Rom/Wien  - Durch die jüngste Gewalt in Rosarno in der süditalienischen Region Kalabrien ist das Leid der Migranten, die dort als Saisonarbeiter arbeiten, an die internationale Öffentlichkeit gelangt. Die internationale Hilfsorganisation "Ärzte ohne Grenzen" (MSF) verurteilt in einer Presseaussendung die "anhaltende Vernachlässigung und Ausbeutung dieser verwundbaren Bevölkerungsgruppe".

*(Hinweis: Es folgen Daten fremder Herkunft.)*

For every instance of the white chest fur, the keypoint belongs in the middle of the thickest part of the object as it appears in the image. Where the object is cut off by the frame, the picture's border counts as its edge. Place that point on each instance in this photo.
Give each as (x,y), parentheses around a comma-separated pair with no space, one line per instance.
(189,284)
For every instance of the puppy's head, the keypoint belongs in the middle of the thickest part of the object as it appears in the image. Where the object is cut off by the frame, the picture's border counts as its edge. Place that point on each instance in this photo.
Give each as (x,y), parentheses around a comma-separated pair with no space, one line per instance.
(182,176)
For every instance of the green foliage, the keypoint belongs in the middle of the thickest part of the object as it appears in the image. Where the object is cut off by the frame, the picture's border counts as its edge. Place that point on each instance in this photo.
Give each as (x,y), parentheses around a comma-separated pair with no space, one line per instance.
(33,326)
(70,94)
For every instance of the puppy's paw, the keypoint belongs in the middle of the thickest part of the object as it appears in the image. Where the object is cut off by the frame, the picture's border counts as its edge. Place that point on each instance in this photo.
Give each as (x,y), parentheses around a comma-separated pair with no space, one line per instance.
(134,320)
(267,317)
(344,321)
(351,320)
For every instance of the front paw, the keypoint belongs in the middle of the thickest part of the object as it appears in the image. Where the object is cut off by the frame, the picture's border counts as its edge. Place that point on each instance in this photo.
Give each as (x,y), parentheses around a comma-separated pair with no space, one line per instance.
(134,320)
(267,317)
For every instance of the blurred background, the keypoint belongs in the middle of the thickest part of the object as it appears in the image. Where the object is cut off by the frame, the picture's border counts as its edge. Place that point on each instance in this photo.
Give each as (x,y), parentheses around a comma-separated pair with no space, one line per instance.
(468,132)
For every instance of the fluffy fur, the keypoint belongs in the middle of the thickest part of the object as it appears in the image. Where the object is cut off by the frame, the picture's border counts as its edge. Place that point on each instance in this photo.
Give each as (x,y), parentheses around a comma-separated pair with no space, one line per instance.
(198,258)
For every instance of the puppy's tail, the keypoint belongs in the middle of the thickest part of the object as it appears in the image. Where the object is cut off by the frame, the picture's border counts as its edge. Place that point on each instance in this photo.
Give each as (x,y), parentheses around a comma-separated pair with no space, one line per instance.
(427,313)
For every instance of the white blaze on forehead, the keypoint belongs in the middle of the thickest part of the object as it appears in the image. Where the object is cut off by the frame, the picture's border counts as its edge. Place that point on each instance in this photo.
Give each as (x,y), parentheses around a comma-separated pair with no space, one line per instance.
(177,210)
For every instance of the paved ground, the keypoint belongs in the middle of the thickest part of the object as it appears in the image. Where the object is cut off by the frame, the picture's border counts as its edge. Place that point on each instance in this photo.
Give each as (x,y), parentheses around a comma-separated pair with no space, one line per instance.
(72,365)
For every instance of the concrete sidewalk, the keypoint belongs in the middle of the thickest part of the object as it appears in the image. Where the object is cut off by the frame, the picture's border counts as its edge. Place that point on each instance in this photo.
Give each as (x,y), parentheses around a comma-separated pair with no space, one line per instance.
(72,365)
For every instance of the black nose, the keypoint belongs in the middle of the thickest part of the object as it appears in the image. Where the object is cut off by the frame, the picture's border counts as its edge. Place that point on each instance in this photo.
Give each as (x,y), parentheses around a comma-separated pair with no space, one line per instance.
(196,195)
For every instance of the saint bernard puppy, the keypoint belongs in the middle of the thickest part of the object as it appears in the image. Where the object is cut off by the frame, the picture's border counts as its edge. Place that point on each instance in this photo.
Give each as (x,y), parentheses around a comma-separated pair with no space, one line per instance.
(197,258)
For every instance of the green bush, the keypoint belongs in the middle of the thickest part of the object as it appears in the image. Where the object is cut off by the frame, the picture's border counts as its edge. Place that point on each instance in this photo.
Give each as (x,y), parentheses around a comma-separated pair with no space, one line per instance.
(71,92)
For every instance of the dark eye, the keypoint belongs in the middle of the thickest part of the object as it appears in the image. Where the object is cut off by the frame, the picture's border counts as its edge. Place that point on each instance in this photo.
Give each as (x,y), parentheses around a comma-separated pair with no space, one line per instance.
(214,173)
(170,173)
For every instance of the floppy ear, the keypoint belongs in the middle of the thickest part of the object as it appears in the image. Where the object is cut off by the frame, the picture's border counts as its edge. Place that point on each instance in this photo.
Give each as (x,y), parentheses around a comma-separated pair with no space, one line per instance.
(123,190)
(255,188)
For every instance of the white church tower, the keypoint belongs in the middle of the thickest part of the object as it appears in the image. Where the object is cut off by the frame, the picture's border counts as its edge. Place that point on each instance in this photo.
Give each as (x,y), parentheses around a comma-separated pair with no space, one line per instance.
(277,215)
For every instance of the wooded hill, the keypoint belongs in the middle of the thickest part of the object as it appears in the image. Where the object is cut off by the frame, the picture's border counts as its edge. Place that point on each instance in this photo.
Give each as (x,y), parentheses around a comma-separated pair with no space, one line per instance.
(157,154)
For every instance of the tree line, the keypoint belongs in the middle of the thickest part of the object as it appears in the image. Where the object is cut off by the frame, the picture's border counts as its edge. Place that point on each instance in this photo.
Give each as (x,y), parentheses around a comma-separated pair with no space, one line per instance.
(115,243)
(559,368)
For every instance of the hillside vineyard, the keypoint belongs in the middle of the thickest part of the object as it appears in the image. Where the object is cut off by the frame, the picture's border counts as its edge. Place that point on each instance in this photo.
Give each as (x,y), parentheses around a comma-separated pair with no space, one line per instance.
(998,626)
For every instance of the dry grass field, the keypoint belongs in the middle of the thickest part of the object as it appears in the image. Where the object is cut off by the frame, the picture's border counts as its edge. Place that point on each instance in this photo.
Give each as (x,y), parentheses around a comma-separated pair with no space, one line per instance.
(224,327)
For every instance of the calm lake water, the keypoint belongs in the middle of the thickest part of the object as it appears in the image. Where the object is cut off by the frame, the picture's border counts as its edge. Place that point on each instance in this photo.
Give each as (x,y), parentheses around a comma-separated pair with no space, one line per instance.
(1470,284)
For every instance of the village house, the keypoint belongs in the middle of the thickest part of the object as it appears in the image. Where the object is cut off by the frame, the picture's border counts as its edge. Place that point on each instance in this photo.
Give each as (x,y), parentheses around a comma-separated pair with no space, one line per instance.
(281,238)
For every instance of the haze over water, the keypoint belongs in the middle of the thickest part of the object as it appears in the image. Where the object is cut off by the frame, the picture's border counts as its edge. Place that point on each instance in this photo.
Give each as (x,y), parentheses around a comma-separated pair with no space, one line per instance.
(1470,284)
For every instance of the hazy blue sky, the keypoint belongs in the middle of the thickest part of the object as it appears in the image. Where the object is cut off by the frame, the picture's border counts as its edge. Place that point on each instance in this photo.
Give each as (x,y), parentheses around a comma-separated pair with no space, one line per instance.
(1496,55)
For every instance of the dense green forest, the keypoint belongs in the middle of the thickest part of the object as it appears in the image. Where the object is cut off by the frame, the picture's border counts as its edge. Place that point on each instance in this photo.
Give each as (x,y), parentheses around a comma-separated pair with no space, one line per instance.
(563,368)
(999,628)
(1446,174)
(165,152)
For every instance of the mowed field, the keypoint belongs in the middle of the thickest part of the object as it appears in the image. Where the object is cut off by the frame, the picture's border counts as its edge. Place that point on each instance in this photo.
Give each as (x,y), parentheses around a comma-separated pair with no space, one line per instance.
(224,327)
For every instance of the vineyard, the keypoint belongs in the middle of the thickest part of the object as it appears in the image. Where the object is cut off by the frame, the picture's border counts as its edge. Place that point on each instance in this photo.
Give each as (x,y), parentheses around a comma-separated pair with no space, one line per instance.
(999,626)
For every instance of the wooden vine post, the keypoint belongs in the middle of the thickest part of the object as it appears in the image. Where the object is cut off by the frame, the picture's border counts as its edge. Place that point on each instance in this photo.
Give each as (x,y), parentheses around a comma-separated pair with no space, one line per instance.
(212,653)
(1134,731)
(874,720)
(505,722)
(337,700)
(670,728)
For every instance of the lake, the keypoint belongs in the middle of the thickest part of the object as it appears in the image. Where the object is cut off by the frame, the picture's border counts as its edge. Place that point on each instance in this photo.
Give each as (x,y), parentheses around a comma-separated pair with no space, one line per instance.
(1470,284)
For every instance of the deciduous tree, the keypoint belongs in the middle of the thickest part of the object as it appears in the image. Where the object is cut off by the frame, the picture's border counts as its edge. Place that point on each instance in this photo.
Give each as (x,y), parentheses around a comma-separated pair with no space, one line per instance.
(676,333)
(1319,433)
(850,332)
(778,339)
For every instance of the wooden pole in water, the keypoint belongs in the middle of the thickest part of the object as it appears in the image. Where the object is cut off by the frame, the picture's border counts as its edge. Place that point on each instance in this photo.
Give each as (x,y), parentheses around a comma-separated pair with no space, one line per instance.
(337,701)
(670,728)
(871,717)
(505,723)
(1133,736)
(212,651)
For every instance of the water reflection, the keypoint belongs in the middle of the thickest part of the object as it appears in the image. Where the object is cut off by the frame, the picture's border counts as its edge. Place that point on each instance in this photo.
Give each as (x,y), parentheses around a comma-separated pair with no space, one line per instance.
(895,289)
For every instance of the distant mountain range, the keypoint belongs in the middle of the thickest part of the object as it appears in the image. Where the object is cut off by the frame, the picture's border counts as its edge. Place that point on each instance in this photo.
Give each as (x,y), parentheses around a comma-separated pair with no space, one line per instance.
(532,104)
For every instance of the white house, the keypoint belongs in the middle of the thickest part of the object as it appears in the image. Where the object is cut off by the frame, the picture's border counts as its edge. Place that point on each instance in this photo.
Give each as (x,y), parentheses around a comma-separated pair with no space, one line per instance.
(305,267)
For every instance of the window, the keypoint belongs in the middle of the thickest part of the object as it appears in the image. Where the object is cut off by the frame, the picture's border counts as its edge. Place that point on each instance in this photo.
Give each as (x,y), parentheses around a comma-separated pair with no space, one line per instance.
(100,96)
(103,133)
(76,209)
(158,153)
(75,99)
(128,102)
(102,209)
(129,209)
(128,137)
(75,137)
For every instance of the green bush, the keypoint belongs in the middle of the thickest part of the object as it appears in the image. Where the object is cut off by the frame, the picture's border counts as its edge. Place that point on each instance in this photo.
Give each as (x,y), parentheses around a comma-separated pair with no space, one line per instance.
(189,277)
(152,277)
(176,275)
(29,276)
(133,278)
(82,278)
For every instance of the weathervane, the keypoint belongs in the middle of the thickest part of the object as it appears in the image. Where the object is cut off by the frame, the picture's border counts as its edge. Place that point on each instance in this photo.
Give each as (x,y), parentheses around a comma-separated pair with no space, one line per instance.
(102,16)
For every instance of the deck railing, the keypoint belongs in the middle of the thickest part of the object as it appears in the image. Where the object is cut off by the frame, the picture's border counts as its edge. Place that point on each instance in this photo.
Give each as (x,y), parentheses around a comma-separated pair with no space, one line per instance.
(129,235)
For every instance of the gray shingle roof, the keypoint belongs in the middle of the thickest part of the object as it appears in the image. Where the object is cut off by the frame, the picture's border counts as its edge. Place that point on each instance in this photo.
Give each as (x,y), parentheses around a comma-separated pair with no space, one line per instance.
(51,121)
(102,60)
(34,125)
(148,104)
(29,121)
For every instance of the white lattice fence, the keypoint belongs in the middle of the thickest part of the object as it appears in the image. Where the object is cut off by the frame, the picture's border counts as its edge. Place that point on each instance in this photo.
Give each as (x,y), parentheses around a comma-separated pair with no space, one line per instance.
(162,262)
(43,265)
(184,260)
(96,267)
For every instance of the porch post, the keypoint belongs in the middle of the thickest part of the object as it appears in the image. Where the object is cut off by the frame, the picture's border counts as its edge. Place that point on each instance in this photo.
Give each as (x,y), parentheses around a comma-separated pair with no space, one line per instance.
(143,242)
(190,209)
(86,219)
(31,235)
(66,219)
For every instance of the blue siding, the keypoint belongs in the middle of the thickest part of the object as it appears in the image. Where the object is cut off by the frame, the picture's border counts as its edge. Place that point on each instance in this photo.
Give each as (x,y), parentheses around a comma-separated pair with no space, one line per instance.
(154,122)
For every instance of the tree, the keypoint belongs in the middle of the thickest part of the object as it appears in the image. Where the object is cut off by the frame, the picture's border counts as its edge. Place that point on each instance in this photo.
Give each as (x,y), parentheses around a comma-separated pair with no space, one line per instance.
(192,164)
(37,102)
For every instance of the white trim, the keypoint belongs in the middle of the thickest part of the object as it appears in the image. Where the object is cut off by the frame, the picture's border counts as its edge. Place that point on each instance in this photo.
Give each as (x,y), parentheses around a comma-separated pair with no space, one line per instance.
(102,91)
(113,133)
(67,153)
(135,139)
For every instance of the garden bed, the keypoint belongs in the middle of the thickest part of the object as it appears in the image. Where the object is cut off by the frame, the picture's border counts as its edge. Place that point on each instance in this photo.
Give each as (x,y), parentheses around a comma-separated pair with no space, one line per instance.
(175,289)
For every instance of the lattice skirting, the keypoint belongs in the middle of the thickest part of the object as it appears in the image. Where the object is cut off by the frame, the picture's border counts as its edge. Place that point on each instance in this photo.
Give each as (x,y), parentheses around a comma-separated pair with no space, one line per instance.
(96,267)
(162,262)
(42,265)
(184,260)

"Die jüngsten Phasen der Gewalt und der Feindseligkeit sind ein extremes Symptom der chronischen Verwahrlosung, der diese Migranten in Italien ausgesetzt sind" so Loris de Filippi, Projektkoordinator von Ärzte ohne Grenzen. "Sie sind zwar ein wesentlicher Bestandteil der Arbeitskraft in der italienischen Landwirtschaft, werden aber nur zu leicht ausgebeutet." Die Saison-Arbeiter in Süditalien müssten unter extrem schwierigen Lebensbedingungen ihr Dasein fristen: Oft lebten sie in heruntergekommenen Häusern oder Fabriken und seien Regen und kaltem Wetter ausgesetzt. Diese Orte hätten sehr schlechte sanitäre Einrichtungen, und der Zugang zu medizinischer Versorgung sei eingeschränkt. "Die meisten Krankheiten, die unser medizinisches Team behandelt, hängen mit ihren schrecklichen Lebens- und Arbeitsbedingungen zusammen, wie zum Beispiel Atemwegserkrankungen, Muskelschmerzen oder Magen-Darmentzündungen."

Ärzte ohne Grenzen leistet eigenen Angaben zufolge seit 2003 in verschiedenen Regionen Süditaliens (Apulien, Kampanien, Kalabrien, Sizilien, Lazio und Basilicata) humanitäre Hilfe für diese Migranten. Das letzte Hilfsprojekt in Piana die Gioia Tauro startete erst im Dezember, als die Migranten für die Ernte-Saison zusammenkamen. Mit einer mobilen Klinik hat das MSF-Team die meisten Orte besucht, wo die Migranten lebten. Zwischen dem 21. und dem 23. Dezember hat Ärzte ohne Grenzen Hilfs-Kits mit Decken, Wassereimern und anderen Hilfsgütern verteilt, um das Leid der 2.000 Saison-Arbeiter im Winter zu lindern.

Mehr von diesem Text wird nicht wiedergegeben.